CES 2017: Gigabyte Teases New AM4 Platform Motherboards
Subject: Motherboards | January 12, 2017 - 02:31 AM | Tim Verry
Tagged: x370, x300, ryzen, gigabyte, CES 2017, CES, b350, AM4, a320
Last week AMD provided additional details on the chipsets and AM4 platform (JoshTekk article link) that will support the company's upcoming Ryzen processors. On tap are the X370, B350, A320 for enthusiast, mid range, and budget markets respectively and the odd-man-out and somewhat mysterious pinky sized X300 chipset specifically geared for Mini ITX and other small form factor motherboards. Gigabyte answered some of Josh and I's questions on what actual motherboards will look like and what features manufacturers would take advantage of when it unveiled (nearly) its full lineup of AM4 motherboards at CES 2017.
Except for an X300-based motherboard which was absent from their booth, Gigabyte teased four new motherboards using each of AMD's new chipsets. Specifically, there will be two Aorus-branded high end X370-based motherboards known as GA-AX370-Gaming 5, GA-AX370-Gaming K5, a midrange B350-based Gigabyte AB350-Gaming 3 motherboard, and a budget micro ATX A320M-HD3 using the lower end A320 chipset.
All four of the motherboards surround the 1331-pin AM4 processor socket with four dual channel DDR4 DIMM slots, six SATA 6Gbps ports, at least one M.2 slot, at least two PCI-E 3.0 x16 slots, and modern USB 3.1 external IO connections.
Tech Report takes a look at Gigabyte's planned AM4 motherboard lineup.

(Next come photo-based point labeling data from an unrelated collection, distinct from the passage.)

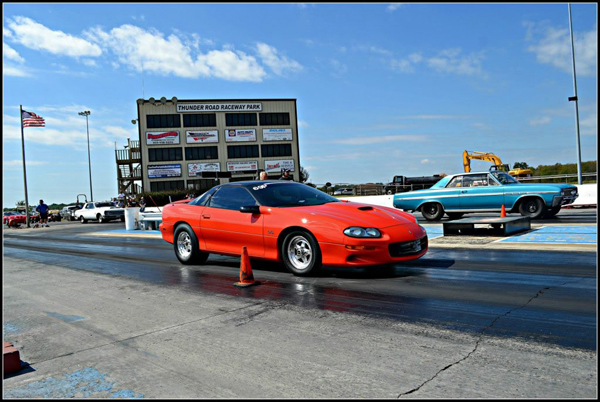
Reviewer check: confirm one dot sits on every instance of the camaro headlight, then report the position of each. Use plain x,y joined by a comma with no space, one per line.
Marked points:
356,231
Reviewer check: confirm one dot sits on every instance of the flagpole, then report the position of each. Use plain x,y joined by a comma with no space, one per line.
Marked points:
24,170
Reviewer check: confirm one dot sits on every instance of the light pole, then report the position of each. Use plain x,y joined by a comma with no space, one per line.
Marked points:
86,114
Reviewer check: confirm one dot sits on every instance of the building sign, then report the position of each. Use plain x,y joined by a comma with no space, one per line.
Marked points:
160,171
195,168
232,135
201,137
218,107
276,166
241,166
162,138
277,134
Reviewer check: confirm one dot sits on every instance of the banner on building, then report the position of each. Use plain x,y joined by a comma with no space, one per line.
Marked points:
219,107
162,138
201,137
276,166
277,134
233,135
241,166
195,168
160,171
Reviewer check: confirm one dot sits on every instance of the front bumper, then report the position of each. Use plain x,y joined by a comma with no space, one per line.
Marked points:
397,243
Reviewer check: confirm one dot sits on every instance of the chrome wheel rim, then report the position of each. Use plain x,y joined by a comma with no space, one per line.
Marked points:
300,253
184,245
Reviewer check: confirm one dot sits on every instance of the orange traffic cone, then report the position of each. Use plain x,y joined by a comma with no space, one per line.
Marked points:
246,277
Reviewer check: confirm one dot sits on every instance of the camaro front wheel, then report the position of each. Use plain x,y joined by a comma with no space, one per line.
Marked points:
300,253
186,246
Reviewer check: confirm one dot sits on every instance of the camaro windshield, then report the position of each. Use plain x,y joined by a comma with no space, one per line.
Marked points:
504,178
289,195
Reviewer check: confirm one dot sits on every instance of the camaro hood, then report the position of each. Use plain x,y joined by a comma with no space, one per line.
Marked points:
358,214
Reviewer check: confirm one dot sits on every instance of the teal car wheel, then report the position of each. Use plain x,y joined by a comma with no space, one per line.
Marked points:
532,207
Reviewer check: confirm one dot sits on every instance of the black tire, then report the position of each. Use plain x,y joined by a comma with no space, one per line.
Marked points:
300,253
532,207
186,246
551,212
454,215
432,211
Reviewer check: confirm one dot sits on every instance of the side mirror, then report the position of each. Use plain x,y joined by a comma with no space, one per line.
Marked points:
250,209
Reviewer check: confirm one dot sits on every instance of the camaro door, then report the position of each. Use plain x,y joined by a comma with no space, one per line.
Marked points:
481,192
225,229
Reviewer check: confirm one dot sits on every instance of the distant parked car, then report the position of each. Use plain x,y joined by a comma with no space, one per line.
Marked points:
463,193
344,191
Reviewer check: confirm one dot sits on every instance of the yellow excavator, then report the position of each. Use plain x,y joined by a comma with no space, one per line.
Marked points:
496,163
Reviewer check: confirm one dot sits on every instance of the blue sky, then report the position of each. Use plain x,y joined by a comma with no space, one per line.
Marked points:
382,89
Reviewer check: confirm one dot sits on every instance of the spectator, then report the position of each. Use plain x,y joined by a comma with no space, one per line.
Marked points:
142,204
43,210
286,175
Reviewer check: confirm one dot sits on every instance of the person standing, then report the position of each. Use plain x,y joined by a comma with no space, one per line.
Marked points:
43,210
286,175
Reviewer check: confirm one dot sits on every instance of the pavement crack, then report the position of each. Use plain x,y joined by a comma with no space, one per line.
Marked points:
479,339
126,340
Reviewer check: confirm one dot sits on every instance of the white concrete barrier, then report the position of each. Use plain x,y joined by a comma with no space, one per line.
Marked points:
588,194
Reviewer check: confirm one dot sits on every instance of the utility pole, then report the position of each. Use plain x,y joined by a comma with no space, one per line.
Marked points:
574,98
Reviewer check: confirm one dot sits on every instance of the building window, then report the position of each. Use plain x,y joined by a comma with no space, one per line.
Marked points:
274,119
276,150
166,185
195,153
242,151
202,185
164,154
200,120
240,119
163,121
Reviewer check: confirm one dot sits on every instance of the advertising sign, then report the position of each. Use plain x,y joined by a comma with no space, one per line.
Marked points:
162,138
219,107
201,137
195,168
241,166
232,135
277,134
160,171
276,166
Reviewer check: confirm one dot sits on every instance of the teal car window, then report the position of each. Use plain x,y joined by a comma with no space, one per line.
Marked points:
455,182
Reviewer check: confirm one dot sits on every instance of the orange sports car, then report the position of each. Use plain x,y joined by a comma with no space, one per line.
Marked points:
290,222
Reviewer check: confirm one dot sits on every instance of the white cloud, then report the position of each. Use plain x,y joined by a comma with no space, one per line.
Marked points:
277,63
553,46
380,139
11,54
36,36
448,61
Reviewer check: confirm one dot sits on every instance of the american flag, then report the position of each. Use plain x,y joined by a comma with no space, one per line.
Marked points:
32,120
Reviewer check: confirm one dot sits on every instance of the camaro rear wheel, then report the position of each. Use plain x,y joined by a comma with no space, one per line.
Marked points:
532,207
187,247
432,211
300,253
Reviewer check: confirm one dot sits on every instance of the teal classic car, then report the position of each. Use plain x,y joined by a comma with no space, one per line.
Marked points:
463,193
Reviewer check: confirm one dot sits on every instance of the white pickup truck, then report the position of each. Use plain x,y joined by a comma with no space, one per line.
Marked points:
99,211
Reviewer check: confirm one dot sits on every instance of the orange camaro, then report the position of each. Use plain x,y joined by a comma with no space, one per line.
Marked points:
290,222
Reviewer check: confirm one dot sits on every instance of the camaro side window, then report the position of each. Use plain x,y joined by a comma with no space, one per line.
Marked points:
231,198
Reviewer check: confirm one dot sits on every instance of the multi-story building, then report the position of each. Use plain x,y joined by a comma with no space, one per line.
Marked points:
196,144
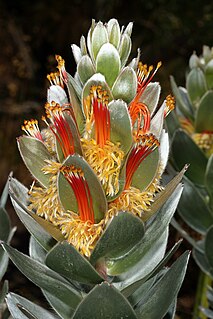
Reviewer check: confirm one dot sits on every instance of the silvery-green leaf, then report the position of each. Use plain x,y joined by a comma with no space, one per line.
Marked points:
76,51
108,63
96,79
204,116
113,29
209,74
125,86
35,155
156,124
120,124
99,38
67,196
196,85
125,48
85,68
151,95
57,94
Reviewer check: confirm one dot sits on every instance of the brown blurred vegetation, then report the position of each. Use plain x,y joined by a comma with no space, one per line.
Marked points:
32,32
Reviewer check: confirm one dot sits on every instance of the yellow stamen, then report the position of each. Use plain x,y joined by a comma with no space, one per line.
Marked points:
106,162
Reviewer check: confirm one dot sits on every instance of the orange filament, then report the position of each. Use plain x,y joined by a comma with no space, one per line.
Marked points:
170,104
31,129
60,127
77,181
145,144
61,68
99,101
55,79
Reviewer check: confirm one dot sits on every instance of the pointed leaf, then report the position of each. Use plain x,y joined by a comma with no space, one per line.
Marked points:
204,116
125,86
151,95
99,38
65,260
66,193
57,94
152,234
108,63
34,154
21,308
185,151
126,230
125,48
196,85
44,277
120,125
85,68
193,209
160,297
107,302
208,246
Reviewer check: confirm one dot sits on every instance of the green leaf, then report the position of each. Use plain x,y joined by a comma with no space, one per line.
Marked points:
120,125
44,277
108,63
193,209
21,308
125,48
66,193
209,178
151,95
113,29
125,86
181,102
107,302
85,68
34,154
204,116
152,235
196,85
57,94
209,74
157,301
126,230
184,150
208,246
99,38
65,260
146,171
42,230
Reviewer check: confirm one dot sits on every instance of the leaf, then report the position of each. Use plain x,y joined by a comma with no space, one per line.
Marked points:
65,260
125,86
193,209
108,63
34,154
44,277
126,230
204,116
196,85
21,308
208,247
157,301
184,150
66,193
42,230
120,125
107,302
152,234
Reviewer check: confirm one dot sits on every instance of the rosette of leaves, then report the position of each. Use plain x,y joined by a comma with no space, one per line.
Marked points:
192,142
97,211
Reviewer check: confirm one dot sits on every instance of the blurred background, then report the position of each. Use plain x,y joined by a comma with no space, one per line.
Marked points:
32,32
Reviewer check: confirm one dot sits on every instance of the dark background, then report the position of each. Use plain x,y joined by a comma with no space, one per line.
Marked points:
32,32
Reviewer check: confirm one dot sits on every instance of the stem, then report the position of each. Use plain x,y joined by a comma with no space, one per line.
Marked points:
201,295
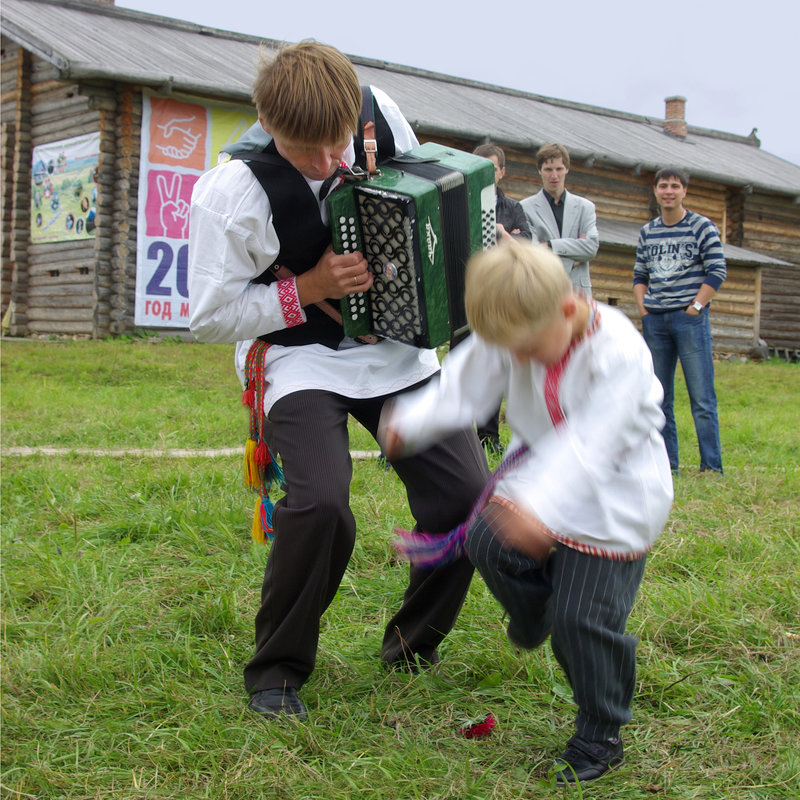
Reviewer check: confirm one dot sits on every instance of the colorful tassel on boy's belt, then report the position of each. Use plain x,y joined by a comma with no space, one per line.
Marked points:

The Gigabyte GA-AX370-Gaming 5 is the company's highest end motherboard and is clad in silver and black with white heatspreaders and "armor" plating. Being part of the Aorus brand, the motherboard has RGB LEDs and is reportedly at feature parity with Gigabyte's RGB-lit Z270 offerings. Powered by a 24-pin ATX and 8-pin EPS, the Gaming 5 uses a 10-phase VRM along with large heat spreaders to facilitate overclocking. The board features three PCI-E 3.0 x16 slots that are electrically wired as x16/x8/x4 with support for CrossFireX and SLI (though only AMD will let you go to three cards on the third x4 slot) and three PCI-E x1 slots. The storage subsystem includes a single U.2 port and two SATA Express connectors (part of the total six SATA 6Gbps, not in addition to).
External I/O includes:
- 1x PS/2
- 6x USB 3.1 Gen 1
- 4x USB 3.1 Gen 2 (1 x Type-C)
- 2x Gigabit Ethernet
- 1x Intel
- 1x Killer Ethernet 2500
- 6x Audio
- 5x Analog out
- 1x SPDIF
Other little features like a BIOS code readout display and hybrid fan headers are part of the higher end boards but absent on the lower end ones.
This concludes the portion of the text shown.